Pemuda hari ini bisa menjaga Indonesia dari bahaya ideologi menyimpang dengan cara yang relevan: aktif di media sosial untuk menyebar konten positif, ikut komunitas dakwah kreatif, atau terlibat dalam kegiatan sosial yang bikin umat makin solid.
Kalau pemuda peka dan peduli, nggak ada ruang buat ideologi anti-Tuhan atau gerakan makar merusak NKRI. Tapi kalau pemuda cuek, di situlah celah musuh masuk.
Jadi, kuncinya: pemuda harus melek sejarah, kuat iman, dan aktif dalam dakwah. Dengan begitu, masa depan Indonesia tetap cerah dan terjaga.
Penutup
Peristiwa G30S memang pahit untuk dikenang. Tapi justru dari sanalah kita bisa belajar bahwa bangsa ini hanya bisa bertahan kalau rakyatnya bersatu, berpegang teguh pada nilai agama, dan saling menjaga.
Bagi umat Islam, tragedi itu jadi pengingat penting: jangan pernah kasih ruang pada ideologi yang menafikan Tuhan, jangan gampang terprovokasi, dan jangan biarkan perpecahan tumbuh di tengah masyarakat.
Kini, tugas kita bukan lagi mengangkat senjata, tapi mengangkat semangat dakwah persatuan. Dari masjid, majelis taklim, media sosial, sampai komunitas anak muda—semua bisa jadi panggung dakwah yang menguatkan iman sekaligus menjaga NKRI.

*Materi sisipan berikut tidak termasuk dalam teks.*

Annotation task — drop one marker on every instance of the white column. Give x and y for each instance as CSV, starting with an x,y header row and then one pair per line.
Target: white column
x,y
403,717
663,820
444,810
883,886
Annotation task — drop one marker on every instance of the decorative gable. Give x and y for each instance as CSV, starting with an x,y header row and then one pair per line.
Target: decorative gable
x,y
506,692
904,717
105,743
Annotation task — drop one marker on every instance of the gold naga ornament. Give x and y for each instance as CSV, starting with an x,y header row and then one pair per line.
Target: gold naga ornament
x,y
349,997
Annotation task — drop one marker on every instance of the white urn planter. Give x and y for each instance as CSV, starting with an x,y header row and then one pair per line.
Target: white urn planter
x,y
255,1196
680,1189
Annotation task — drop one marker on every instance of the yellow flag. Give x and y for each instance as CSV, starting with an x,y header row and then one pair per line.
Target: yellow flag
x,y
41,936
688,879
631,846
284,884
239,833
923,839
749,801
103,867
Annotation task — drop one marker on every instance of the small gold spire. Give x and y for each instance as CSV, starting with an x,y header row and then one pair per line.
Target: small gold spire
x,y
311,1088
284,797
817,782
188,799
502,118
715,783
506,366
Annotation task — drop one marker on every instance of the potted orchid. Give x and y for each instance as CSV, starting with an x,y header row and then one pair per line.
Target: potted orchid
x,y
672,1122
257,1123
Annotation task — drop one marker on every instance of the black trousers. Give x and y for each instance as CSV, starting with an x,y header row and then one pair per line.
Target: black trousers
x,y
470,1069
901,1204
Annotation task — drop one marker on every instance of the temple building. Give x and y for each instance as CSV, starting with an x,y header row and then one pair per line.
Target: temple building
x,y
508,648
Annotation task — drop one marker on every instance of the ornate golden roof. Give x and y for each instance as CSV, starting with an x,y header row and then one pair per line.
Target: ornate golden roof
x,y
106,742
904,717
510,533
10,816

Kalau generasi muda bisa mengambil hikmah dari sejarah, insyaAllah bangsa ini nggak akan jatuh ke lubang yang sama. Dari Lubang Buaya, kita melangkah ke panggung dakwah, membawa pesan damai, persatuan, dan cinta tanah air.
Itulah cara terbaik menghormati para pahlawan yang gugur, sekaligus cara paling nyata menjaga masa depan Indonesia.
Oleh: H. Agus Mukhandar, M.Pd.I (Ketua Dewan Da’wah Kota Bandar Lampung dan Penyuluh Agama Islam Kota Bandar Lampung)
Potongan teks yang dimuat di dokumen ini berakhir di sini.